As soon as it stops raining/snowing/raining i was planning on trying just vacuuming with the brush attachment to see how that cleans it. I'm noticing the red/black interior really likes to show hand prints on the seats.


----------



## NellieCRUZE (Mar 16, 2012)

I have a black granite metallic 2012 ECO. Chevy site search wasn't turning up anything remotely close to what I wanted (black Eco, fogs, red interior, automatic). Found the EXACT car an hour south of me while visiting random dealerships (Chevy site failed to show interior color when I looked it up) As soon as I got my previous car out of the shop from a bad wreck I took it down there and traded for it. Couldn't be happier.

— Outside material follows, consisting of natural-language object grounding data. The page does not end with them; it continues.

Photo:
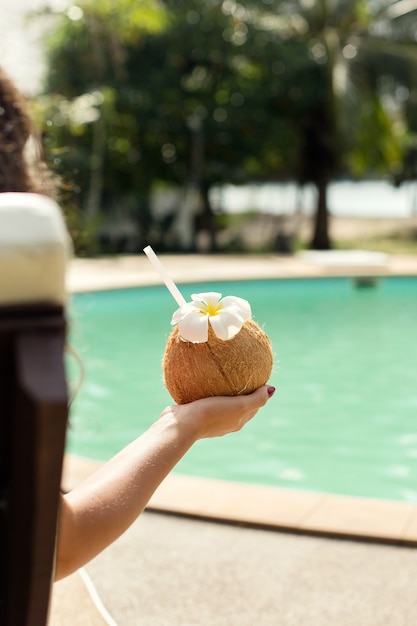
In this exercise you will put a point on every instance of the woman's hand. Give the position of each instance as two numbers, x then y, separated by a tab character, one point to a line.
101	508
219	415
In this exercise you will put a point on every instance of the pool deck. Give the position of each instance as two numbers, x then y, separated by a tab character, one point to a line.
188	500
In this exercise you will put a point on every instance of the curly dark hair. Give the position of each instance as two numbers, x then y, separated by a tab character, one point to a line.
22	167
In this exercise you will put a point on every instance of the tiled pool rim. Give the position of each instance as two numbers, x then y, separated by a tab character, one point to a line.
256	505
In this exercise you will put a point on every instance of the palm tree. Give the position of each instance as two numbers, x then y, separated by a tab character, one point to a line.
347	130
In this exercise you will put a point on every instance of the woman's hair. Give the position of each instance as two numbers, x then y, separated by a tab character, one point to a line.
22	168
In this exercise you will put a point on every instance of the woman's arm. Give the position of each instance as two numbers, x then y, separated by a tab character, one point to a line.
101	508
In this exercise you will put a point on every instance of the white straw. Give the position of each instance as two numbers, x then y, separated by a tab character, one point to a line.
175	292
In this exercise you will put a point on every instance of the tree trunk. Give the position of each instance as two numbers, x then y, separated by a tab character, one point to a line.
321	239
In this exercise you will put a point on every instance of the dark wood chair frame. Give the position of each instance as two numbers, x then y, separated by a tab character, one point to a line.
33	422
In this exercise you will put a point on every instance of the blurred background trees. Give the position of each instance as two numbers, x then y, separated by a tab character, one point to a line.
143	95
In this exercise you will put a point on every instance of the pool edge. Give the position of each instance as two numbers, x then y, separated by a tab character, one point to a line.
273	508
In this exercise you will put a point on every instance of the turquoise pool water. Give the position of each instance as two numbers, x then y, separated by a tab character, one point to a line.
343	419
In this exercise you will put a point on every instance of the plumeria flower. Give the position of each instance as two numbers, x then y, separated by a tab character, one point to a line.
225	315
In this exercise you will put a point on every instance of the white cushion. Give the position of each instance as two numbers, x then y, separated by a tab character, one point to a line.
34	249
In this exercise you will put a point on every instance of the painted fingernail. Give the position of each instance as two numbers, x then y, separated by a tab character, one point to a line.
271	390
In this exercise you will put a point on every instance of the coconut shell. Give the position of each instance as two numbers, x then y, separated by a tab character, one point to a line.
217	367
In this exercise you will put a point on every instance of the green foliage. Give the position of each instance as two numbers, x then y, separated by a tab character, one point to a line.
201	92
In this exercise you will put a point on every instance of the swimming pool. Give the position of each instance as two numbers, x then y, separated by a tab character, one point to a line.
343	420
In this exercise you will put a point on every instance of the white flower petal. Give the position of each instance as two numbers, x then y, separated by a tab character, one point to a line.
226	316
226	324
194	327
183	311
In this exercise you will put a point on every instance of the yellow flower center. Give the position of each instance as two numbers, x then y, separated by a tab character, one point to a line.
211	309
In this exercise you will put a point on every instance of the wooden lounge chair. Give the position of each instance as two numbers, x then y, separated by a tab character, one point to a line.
33	401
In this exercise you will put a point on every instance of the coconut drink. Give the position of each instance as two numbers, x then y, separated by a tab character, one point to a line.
215	348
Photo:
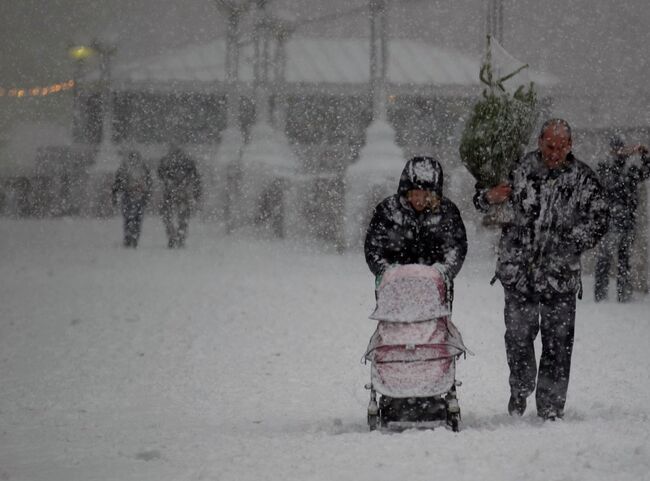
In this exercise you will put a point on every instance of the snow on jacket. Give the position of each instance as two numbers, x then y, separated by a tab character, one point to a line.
133	182
180	176
556	214
621	182
397	234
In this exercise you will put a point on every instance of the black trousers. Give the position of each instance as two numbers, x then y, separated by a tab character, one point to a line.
525	315
176	216
132	212
619	244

I'm getting the white marks as well, especially on the doors, and not limited to the cloth. Damp microfiber gets them right off.


----------



## RedRS99 (May 18, 2012)

I bought my 12 Red RS with the Black/Red interior in August. I love the combo. Very nice.
Looking forward to my tint, window visors, red bowties and intake in a week or so.


----------



## foranpdx (Apr 5, 2012)

I have a Victory Red 1LT RS 6MT with the red/black cloth interior. I've had it since late March, and it was the sharpest looking Cruze on the lot! A few weeks after I purchased mine, the salesman said they had @ 5 people looking for the Victory Red, and they couldn't find it anywhere.


----------



## [email protected] (May 28, 2012)

I just bought my Eco 2 weeks ago, we had a choice of 57 Cruzes on our dealer's inventory list. Mine was the only one in Western Canada to have the Jet black/Sport Red interior- we would have taken a black one with this interior, but they didn't have one and we ended up with a Crystal Red Tintcoat- The interior is amazing, the colours match so well! I have since learned how rare this interior is, so I feel so lucky!! LOVE my new car so much! - Also experiencing the white marks on the doors and seats, what is it? They wipe off with a clean cloth, but then they're right back again...


----------



## RoadRage (May 19, 2012)

I liked the black and red initially but the white marks on the cloth paneling is driving me crazy. I am opting for a brick leatherette interior from ebay hopefully.


----------